Senat odrzucił w czwartek nowelę ustawy o finansach publicznych, która zmienia stabilizującą regułę wydatkową służącą do wyliczania dopuszczalnego limitu wydatków państwa. Według części senatorów, ustawa to dalsze rozmontowywanie reguły wydatkowej.


Za poparciem wniosku o odrzucenie ustawy głosowało 52 senatorów, 47 było przeciw, żaden nie wstrzymał się od głosu. Teraz ustawa ponownie trafi pod obrady Sejmu.

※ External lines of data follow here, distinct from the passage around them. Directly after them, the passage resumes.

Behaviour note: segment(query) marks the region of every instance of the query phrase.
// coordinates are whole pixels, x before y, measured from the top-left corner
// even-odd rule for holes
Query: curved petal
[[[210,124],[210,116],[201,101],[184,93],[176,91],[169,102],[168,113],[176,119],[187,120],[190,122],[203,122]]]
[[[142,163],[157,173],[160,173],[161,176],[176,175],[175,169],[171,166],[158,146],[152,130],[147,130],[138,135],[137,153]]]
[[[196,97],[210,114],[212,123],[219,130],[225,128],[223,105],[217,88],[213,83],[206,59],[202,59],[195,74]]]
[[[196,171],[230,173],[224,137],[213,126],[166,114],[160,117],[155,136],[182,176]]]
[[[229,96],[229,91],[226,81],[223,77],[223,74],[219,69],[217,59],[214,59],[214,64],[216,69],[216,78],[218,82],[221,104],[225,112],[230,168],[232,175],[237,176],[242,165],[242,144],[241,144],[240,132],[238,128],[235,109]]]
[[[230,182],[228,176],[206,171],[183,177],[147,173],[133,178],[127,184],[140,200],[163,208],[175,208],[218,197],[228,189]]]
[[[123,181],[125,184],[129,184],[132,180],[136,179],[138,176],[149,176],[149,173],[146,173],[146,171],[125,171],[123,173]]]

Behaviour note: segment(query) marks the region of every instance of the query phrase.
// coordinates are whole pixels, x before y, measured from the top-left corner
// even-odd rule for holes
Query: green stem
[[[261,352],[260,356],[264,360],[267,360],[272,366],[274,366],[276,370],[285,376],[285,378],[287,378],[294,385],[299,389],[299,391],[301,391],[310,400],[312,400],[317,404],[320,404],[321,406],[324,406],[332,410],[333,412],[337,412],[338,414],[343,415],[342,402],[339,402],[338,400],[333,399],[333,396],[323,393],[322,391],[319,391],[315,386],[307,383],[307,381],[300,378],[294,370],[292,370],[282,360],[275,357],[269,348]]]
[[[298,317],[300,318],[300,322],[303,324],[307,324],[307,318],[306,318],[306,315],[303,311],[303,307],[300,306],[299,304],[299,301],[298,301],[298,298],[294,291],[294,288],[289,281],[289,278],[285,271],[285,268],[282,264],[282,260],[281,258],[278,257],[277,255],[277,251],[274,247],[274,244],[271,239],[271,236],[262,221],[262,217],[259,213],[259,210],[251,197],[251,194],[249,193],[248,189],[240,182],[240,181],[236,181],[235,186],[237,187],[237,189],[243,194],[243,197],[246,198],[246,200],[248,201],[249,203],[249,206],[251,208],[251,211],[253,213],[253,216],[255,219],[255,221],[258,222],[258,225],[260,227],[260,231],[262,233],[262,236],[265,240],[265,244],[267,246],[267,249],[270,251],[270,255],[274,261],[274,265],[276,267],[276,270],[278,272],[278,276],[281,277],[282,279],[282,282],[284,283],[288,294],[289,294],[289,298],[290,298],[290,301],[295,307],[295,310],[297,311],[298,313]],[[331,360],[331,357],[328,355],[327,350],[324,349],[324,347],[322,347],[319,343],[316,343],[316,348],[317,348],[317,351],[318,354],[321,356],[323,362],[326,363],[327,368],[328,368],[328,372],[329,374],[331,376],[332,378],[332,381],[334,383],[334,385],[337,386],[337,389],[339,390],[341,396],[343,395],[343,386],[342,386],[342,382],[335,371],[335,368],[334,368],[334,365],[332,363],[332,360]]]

W trakcie prac nad nowelą ustawy o finansach publicznych oraz ustawy - Prawo ochrony środowiska, cześć senatorów zwracała uwagę, że nowe przepisy są kolejnym krokiem w rozmontowywaniu reguły wydatkowej. Podkreślali, że coraz więcej wydatków państwa jest poza kontrolą parlamentarną. Są to też fundusze, których nie obejmuje reguła wydatkowa.
Wiceminister finansów Piotr Patkowski tłumaczył z kolei, że jeśli ustawa zostałaby odrzucona, oznaczałoby to bardzo rygorystyczną konsolidację finansów publicznych, która wymagałaby w 2023 roku nadwyżki budżetowej.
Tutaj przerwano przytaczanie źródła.